Will SD ever learn to speak up?
I've been SM for 10 years to my 11 year old SD and I'm hoping that someday she'll learn to speak up for what she wants instead of letting her bio-parents' petty disagreements disrupt her life.
This time BM won't let our 2 weeks with SD begin until 6pm Monday night (vs. 7am Monday morning as we'd agreed).
So now my SD will miss the first day of a week-long summer camp that's been on the joint schedule for months.
I'm so tired of BM's power plays that end up hurting my SD...
SD told her father, she "just didn't know what to do" even though she "really doesn't want to miss a day of camp."
I've encouraged SD to speak up for what she wants, but she seems scared to do so, especially with her mother...
I wish there was more I could do than simply trying to clean up the mess that floats down stream.
Be careful with this. The
Be careful with this.
The crazy BM has taught SDs 6&8 to"speak up". What it really is is a green light to talk back/argue with adults.

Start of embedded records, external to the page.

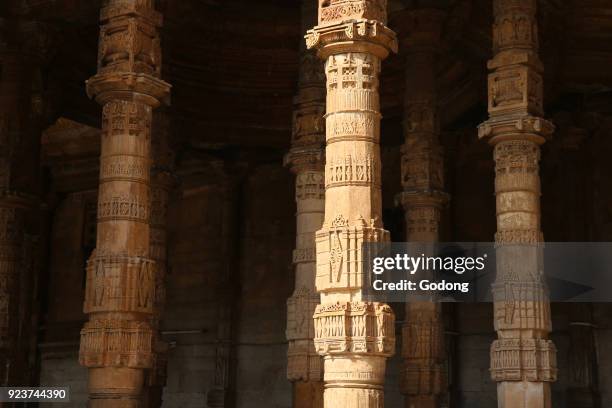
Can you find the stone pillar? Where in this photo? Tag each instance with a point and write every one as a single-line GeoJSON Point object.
{"type": "Point", "coordinates": [523, 359]}
{"type": "Point", "coordinates": [21, 56]}
{"type": "Point", "coordinates": [117, 343]}
{"type": "Point", "coordinates": [306, 160]}
{"type": "Point", "coordinates": [423, 198]}
{"type": "Point", "coordinates": [162, 182]}
{"type": "Point", "coordinates": [354, 336]}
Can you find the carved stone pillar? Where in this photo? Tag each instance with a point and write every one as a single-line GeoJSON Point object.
{"type": "Point", "coordinates": [523, 359]}
{"type": "Point", "coordinates": [423, 198]}
{"type": "Point", "coordinates": [354, 336]}
{"type": "Point", "coordinates": [20, 110]}
{"type": "Point", "coordinates": [306, 161]}
{"type": "Point", "coordinates": [118, 342]}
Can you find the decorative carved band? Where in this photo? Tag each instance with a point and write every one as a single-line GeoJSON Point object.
{"type": "Point", "coordinates": [304, 364]}
{"type": "Point", "coordinates": [124, 167]}
{"type": "Point", "coordinates": [310, 185]}
{"type": "Point", "coordinates": [116, 343]}
{"type": "Point", "coordinates": [352, 171]}
{"type": "Point", "coordinates": [354, 327]}
{"type": "Point", "coordinates": [120, 284]}
{"type": "Point", "coordinates": [339, 253]}
{"type": "Point", "coordinates": [523, 360]}
{"type": "Point", "coordinates": [123, 207]}
{"type": "Point", "coordinates": [126, 118]}
{"type": "Point", "coordinates": [341, 10]}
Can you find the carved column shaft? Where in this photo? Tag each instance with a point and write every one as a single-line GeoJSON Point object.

That's a good point, it could
That's a good point, it could totally backfire on all of the adults involved if speaking up becomes a floodgate for talking back. Especially since SD is a pre-teen and all those hormones are kicking in- talking back will be in high gear soon enough!
Just wish BM wouldn't try to mess with our time, because she's really just hurting her own daughter in the long run.
I do hope I can help SD to
I do hope I can help SD to respectfully speak up when necessary or appropriate.
We may be headed back to court soon because these power plays from the BM are new, along with her new husband (& a new s-dad for my SD too!). Ugh. I don't want to go to court- but I'd rather not have BM mess with us like this. The two weeks don't have a defined start time in the contract- and she took advantage of it, all while hurting her own daughter. I just don't get it.
SD telling each bio-parent what they want to hear is totally part of this. I've remained a good middle ground over the years for my SD as she still regularly talks to me about the difficulties w/ each of her bio-parents. Maybe SD thinks that by sticking with her BM on this (even though SD doesn't like it) she's doing her BM a favor. They are settling into a new home with a new husband/Step-Dad and my own SD probably doesn't want to rock the boat there. It's a good point I hadn't considered until just now.
Thanks everyone for giving me another way to look at things. That always helps.